Mme Alima Boumediene-Thiery. Cet amendement a été partiellement défendu, mais je souhaite tout de même préciser les raisons pour lesquelles nous souhaitons la suppression de la référence à l’exercice de la défense du détenu.

Il nous semble que cette précision est non seulement inutile, mais également dangereuse. Malgré les garanties qui ont été apportées par le rapporteur, je reste convaincue que cette restriction du champ de communication du détenu avec son avocat n’est pas justifiée et qu’elle masque quelque chose.

Soit l’on considère que toute communication du détenu avec son avocat a un rapport avec l’exercice de la défense et, dans ce cas, l’avocat n’interviendra que lorsqu’une procédure contentieuse est engagée. Soit l’on considère que le principe de libre communication du détenu avec l’avocat est pleinement respecté et, dans ce cas, la mention « pour l’exercice de leur défense » est de trop.

En effet, en dehors de tout contentieux, qu’il soit disciplinaire ou même pénal, l’avocat peut apporter au détenu des conseils juridiques sur sa situation carcérale, mais aussi, comme l’a dit notre collègue Louis Mermaz, sur ses biens, sur sa famille ou toute autre question relevant de la gestion de ses droits personnels ou patrimoniaux. II n’y a pas, à proprement parler, de « défense » sur ces questions. Cela signifie-t-il que le détenu ne pourra pas communiquer avec son avocat à leur sujet ?

Cet article est flou et ne garantit pas la libre communication du détenu avec son avocat puisqu’il induit une restriction qui n’est pas justifiée au regard du droit européen. En effet, selon la Cour européenne des droits de l’homme, « il y va clairement de l’intérêt public qu’une personne désireuse de consulter un homme de loi puisse le faire dans les conditions propices à une pleine et libre discussion ».

L’article 11 qui nous est proposé ne permettant pas une telle discussion, nous vous proposons de supprimer la référence à l’exercice de la défense.

Mme la présidente. La parole est à M. Alain Anziani, pour présenter l’amendement n° 98 rectifié.

M. Alain Anziani. Pourquoi faire compliqué quand on peut faire simple ?

La formulation simple, qui se comprend facilement et qui ne donne pas lieu à interprétation, est la suivante : les condamnés communiquent librement avec leurs avocats dans les mêmes conditions que les prévenus.

Pourquoi ajouter « pour l’exercice de leur défense » ? Ces mots sont forcément destinés à modifier la première partie de la phrase.

Je ne suspecte pas les auteurs du texte de mauvaise intention, mais mieux vaut être clair. Cet ajout étant inutile, autant supprimer ces mots pour permettre au détenu de communiquer avec son avocat sur tout type de questions.

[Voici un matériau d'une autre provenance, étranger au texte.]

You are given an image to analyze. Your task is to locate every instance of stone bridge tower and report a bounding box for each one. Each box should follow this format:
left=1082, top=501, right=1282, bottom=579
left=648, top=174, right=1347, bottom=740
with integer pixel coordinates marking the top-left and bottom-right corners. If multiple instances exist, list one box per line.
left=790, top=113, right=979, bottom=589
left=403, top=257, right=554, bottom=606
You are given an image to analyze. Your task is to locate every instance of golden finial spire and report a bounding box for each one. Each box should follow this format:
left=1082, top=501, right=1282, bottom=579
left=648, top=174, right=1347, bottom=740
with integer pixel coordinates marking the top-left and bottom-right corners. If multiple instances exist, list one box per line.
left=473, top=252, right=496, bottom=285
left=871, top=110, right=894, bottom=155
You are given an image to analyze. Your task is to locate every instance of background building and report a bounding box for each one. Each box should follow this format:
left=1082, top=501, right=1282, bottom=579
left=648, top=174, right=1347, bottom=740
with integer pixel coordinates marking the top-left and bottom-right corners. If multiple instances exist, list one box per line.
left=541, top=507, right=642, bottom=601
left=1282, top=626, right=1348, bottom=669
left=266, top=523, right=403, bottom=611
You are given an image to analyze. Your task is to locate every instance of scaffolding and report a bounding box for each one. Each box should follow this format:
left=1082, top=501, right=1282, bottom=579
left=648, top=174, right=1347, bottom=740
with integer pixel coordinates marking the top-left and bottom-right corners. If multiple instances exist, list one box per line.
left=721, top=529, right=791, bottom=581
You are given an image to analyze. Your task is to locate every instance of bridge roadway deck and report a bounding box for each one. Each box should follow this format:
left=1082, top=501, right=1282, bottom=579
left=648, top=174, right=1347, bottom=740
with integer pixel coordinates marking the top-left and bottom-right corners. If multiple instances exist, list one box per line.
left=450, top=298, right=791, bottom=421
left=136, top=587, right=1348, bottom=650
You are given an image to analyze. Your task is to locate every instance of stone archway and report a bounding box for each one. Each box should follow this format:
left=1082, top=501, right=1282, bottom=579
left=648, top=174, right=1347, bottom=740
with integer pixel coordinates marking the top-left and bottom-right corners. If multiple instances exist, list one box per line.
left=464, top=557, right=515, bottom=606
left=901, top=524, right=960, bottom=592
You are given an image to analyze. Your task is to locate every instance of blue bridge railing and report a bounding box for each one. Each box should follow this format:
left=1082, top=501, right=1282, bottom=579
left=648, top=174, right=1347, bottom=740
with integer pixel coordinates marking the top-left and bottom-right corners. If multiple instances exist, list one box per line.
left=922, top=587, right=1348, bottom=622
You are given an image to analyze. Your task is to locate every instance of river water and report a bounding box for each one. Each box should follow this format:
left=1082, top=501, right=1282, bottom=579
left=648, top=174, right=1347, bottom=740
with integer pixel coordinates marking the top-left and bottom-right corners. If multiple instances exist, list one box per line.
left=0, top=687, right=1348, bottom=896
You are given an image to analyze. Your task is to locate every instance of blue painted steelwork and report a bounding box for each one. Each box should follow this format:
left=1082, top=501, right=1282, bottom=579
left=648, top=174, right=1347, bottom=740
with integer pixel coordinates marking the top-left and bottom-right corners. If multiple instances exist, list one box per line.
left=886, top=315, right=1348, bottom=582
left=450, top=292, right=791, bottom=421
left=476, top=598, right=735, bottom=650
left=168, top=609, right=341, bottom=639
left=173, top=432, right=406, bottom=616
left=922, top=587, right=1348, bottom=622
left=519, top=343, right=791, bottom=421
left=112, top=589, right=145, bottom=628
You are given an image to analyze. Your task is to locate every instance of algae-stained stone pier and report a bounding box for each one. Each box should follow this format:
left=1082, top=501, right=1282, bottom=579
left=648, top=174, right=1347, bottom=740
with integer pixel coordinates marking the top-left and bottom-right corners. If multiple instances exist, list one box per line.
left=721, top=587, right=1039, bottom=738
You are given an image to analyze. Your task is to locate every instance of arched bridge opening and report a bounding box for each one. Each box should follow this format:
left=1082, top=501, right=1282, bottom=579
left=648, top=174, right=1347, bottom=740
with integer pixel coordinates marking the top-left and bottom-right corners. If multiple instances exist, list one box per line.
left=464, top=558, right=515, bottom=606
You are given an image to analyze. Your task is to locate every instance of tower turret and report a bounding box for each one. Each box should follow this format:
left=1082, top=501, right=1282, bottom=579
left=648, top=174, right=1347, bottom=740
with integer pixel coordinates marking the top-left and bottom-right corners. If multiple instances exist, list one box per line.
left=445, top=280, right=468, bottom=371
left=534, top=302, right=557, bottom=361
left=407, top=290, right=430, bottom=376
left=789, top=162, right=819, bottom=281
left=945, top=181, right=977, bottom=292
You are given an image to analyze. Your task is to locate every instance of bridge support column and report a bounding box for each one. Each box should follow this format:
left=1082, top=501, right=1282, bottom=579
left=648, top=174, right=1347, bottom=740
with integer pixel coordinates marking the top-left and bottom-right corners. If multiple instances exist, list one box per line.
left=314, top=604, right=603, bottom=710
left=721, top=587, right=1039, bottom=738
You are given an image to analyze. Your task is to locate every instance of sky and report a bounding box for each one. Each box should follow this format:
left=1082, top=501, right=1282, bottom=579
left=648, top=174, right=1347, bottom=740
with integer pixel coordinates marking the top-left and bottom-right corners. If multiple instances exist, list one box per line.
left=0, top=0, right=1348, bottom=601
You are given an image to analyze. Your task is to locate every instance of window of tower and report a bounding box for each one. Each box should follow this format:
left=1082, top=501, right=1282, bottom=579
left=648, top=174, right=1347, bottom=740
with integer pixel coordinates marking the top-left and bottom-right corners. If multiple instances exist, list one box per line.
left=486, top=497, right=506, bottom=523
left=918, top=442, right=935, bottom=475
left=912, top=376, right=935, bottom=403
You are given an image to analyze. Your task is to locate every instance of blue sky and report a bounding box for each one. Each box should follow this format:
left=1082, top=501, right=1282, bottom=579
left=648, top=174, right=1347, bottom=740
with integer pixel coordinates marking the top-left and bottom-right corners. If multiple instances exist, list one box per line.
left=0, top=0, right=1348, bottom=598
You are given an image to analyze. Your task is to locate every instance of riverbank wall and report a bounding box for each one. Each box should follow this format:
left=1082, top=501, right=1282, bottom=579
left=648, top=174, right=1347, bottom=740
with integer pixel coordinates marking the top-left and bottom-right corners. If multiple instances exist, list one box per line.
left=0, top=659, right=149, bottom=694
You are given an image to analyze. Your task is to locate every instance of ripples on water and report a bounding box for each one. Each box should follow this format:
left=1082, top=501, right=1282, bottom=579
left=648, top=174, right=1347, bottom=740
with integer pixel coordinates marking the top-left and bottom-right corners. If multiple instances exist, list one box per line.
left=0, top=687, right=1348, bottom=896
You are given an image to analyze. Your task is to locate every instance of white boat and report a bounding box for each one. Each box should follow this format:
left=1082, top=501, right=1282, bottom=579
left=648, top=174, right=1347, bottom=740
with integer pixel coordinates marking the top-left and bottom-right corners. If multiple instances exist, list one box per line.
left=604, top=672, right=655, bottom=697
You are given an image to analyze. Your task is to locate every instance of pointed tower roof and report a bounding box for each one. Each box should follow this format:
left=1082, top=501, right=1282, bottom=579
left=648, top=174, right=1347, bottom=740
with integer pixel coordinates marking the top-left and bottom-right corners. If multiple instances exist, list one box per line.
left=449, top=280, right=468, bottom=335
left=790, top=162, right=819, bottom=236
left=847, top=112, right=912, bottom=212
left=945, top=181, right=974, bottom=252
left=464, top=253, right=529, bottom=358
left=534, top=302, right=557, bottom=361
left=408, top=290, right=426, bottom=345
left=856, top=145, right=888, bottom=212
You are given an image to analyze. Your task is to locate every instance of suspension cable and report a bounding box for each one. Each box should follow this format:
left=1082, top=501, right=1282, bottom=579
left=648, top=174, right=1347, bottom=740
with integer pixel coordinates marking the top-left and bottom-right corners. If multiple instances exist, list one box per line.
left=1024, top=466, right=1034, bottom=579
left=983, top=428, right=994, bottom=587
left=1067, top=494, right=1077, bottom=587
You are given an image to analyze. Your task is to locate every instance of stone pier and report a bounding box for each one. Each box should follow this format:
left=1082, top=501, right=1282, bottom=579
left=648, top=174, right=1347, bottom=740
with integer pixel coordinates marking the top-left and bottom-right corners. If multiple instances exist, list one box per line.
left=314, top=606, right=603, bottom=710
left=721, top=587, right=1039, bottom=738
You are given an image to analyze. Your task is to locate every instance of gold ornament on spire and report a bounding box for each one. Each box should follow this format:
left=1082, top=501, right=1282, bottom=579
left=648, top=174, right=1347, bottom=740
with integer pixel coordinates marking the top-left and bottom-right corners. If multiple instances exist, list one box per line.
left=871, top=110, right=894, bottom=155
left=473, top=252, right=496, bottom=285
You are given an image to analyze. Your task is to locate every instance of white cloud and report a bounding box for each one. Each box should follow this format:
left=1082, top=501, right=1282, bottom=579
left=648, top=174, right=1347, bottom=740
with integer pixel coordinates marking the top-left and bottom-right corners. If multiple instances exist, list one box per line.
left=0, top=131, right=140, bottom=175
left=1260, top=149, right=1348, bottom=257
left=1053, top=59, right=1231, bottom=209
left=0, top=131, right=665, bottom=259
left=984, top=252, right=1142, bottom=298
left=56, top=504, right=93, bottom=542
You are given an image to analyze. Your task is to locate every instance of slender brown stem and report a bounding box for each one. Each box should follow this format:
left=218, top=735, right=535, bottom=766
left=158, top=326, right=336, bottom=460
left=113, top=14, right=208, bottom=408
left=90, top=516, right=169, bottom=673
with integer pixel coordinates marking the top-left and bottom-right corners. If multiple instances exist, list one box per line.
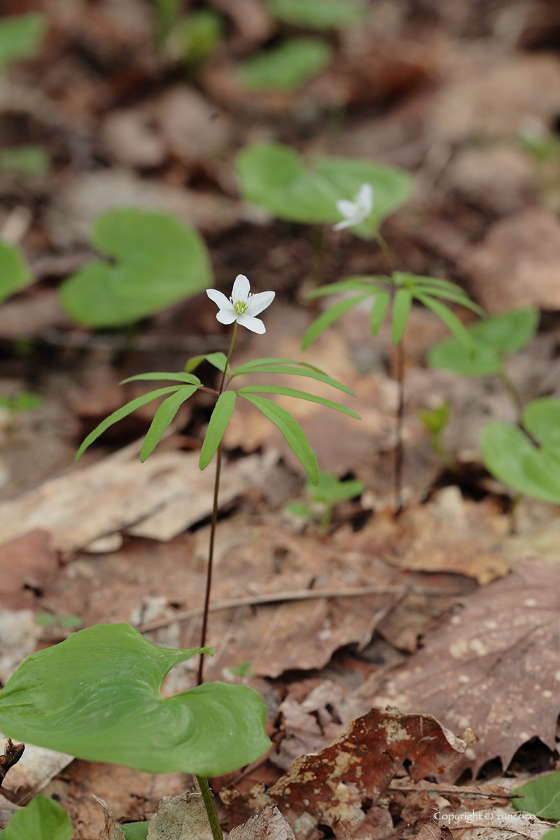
left=196, top=321, right=237, bottom=685
left=394, top=339, right=405, bottom=516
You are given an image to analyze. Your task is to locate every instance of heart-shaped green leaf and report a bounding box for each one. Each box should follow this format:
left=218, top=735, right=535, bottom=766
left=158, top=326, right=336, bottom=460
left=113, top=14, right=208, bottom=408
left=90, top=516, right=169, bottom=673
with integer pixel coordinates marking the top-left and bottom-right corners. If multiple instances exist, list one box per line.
left=239, top=38, right=333, bottom=92
left=481, top=397, right=560, bottom=504
left=0, top=793, right=74, bottom=840
left=235, top=143, right=412, bottom=239
left=428, top=304, right=539, bottom=376
left=0, top=242, right=33, bottom=303
left=0, top=624, right=270, bottom=776
left=60, top=208, right=212, bottom=327
left=266, top=0, right=366, bottom=29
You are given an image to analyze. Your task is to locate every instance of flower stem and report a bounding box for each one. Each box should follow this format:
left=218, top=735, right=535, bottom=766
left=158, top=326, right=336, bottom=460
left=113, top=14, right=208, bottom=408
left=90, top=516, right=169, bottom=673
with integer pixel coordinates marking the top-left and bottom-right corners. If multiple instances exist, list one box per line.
left=196, top=776, right=223, bottom=840
left=196, top=321, right=237, bottom=685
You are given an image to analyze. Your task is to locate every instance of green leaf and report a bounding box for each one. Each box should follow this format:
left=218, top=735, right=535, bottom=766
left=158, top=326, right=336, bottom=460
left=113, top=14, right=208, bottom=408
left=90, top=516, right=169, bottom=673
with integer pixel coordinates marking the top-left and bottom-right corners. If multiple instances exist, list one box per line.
left=233, top=365, right=356, bottom=397
left=481, top=397, right=560, bottom=504
left=0, top=793, right=74, bottom=840
left=238, top=38, right=333, bottom=92
left=242, top=394, right=319, bottom=482
left=60, top=208, right=212, bottom=327
left=140, top=385, right=199, bottom=463
left=266, top=0, right=365, bottom=29
left=121, top=822, right=150, bottom=840
left=511, top=773, right=560, bottom=816
left=199, top=391, right=236, bottom=470
left=428, top=309, right=539, bottom=376
left=414, top=292, right=474, bottom=353
left=74, top=385, right=177, bottom=461
left=238, top=385, right=362, bottom=420
left=235, top=143, right=412, bottom=239
left=391, top=289, right=412, bottom=344
left=301, top=293, right=369, bottom=350
left=0, top=14, right=48, bottom=73
left=119, top=373, right=201, bottom=387
left=0, top=624, right=270, bottom=776
left=0, top=242, right=35, bottom=303
left=369, top=289, right=391, bottom=335
left=185, top=352, right=227, bottom=373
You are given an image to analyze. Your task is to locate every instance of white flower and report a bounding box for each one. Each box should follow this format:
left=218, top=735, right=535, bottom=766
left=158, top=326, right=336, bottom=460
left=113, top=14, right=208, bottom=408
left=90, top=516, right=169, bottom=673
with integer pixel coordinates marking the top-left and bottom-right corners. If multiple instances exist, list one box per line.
left=333, top=184, right=373, bottom=230
left=206, top=274, right=274, bottom=334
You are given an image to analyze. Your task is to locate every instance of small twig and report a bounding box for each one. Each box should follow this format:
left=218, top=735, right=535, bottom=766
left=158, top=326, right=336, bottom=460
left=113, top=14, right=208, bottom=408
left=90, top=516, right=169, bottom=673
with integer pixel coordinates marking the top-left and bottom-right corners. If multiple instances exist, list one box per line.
left=137, top=584, right=464, bottom=633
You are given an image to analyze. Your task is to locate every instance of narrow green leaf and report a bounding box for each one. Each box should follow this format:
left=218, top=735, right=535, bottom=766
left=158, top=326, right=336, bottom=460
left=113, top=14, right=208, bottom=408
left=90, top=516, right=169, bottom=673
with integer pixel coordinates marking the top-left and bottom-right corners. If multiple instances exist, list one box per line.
left=233, top=365, right=356, bottom=397
left=305, top=277, right=391, bottom=300
left=140, top=385, right=198, bottom=463
left=238, top=385, right=362, bottom=420
left=0, top=624, right=270, bottom=776
left=414, top=294, right=474, bottom=352
left=74, top=385, right=182, bottom=461
left=369, top=289, right=391, bottom=335
left=301, top=293, right=369, bottom=350
left=244, top=394, right=319, bottom=484
left=199, top=391, right=236, bottom=470
left=119, top=373, right=201, bottom=387
left=2, top=793, right=74, bottom=840
left=391, top=289, right=412, bottom=344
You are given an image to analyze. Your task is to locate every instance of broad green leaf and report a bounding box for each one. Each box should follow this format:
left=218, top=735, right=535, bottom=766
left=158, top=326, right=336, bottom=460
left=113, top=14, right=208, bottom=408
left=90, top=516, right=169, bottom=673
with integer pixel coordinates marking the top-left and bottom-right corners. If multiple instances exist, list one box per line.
left=481, top=404, right=560, bottom=504
left=414, top=292, right=474, bottom=353
left=0, top=793, right=74, bottom=840
left=121, top=822, right=150, bottom=840
left=511, top=773, right=560, bottom=816
left=428, top=309, right=539, bottom=376
left=301, top=293, right=370, bottom=350
left=185, top=352, right=227, bottom=373
left=266, top=0, right=365, bottom=29
left=305, top=277, right=384, bottom=300
left=233, top=365, right=356, bottom=397
left=140, top=385, right=199, bottom=463
left=119, top=372, right=200, bottom=387
left=0, top=241, right=34, bottom=303
left=60, top=208, right=212, bottom=327
left=0, top=624, right=270, bottom=776
left=245, top=394, right=319, bottom=486
left=199, top=391, right=236, bottom=470
left=238, top=38, right=333, bottom=92
left=238, top=385, right=362, bottom=420
left=74, top=385, right=177, bottom=461
left=0, top=14, right=48, bottom=73
left=369, top=289, right=391, bottom=335
left=235, top=143, right=412, bottom=239
left=391, top=289, right=412, bottom=344
left=0, top=146, right=51, bottom=175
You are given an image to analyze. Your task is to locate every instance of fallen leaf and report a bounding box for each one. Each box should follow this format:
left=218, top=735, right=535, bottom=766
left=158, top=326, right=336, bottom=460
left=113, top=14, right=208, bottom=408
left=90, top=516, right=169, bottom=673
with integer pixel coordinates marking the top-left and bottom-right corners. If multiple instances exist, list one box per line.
left=368, top=560, right=560, bottom=779
left=228, top=805, right=295, bottom=840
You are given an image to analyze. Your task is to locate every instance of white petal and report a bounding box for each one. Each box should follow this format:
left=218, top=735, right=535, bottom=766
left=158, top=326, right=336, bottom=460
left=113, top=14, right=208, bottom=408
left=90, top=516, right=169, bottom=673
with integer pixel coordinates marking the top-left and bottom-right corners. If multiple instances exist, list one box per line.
left=246, top=292, right=275, bottom=315
left=357, top=184, right=373, bottom=213
left=237, top=315, right=266, bottom=335
left=336, top=199, right=358, bottom=219
left=231, top=274, right=251, bottom=304
left=206, top=289, right=233, bottom=309
left=216, top=304, right=237, bottom=324
left=333, top=219, right=356, bottom=230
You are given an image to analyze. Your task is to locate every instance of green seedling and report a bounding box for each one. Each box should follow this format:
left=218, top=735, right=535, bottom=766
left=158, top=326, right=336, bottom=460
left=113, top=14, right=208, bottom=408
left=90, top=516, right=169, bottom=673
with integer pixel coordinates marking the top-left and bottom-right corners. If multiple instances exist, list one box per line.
left=418, top=403, right=457, bottom=470
left=266, top=0, right=366, bottom=29
left=238, top=38, right=333, bottom=93
left=0, top=793, right=74, bottom=840
left=0, top=14, right=48, bottom=73
left=60, top=208, right=212, bottom=327
left=0, top=275, right=357, bottom=840
left=286, top=472, right=365, bottom=533
left=235, top=143, right=412, bottom=239
left=0, top=146, right=51, bottom=175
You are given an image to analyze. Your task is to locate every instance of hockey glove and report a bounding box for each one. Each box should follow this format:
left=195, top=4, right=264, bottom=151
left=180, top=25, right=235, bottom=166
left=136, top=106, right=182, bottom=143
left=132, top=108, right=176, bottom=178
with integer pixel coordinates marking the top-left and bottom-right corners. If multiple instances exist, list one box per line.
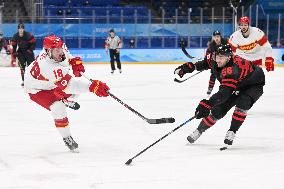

Mme la présidente. L'amendement n° 12 rectifié, présenté par Mmes Boumediene-Thiery, Blandin et Voynet et MM. Desessard, Muller et Anziani, est ainsi libellé :

Compléter cet article par un alinéa ainsi rédigé :

Lorsqu'ils ne bénéficient pas d'un avocat attitré, les détenus bénéficient de l'aide à l'accès au droit prévu par les dispositions de la loi n° 91-647 du 10 juillet 1991 relative à l'aide juridique.

La parole est à Mme Alima Boumediene-Thiery.

Mme Alima Boumediene-Thiery. Cet amendement a pour objet d’inscrire dans la loi pénitentiaire la possibilité pour le détenu de bénéficier de l’aide à l’accès au droit prévue par la loi du 10 juillet 1991. Vous me répondrez que cela existe déjà pour les détenus. Mais nous ne perdrons rien à le prévoir de manière expresse dans la loi pénitentiaire.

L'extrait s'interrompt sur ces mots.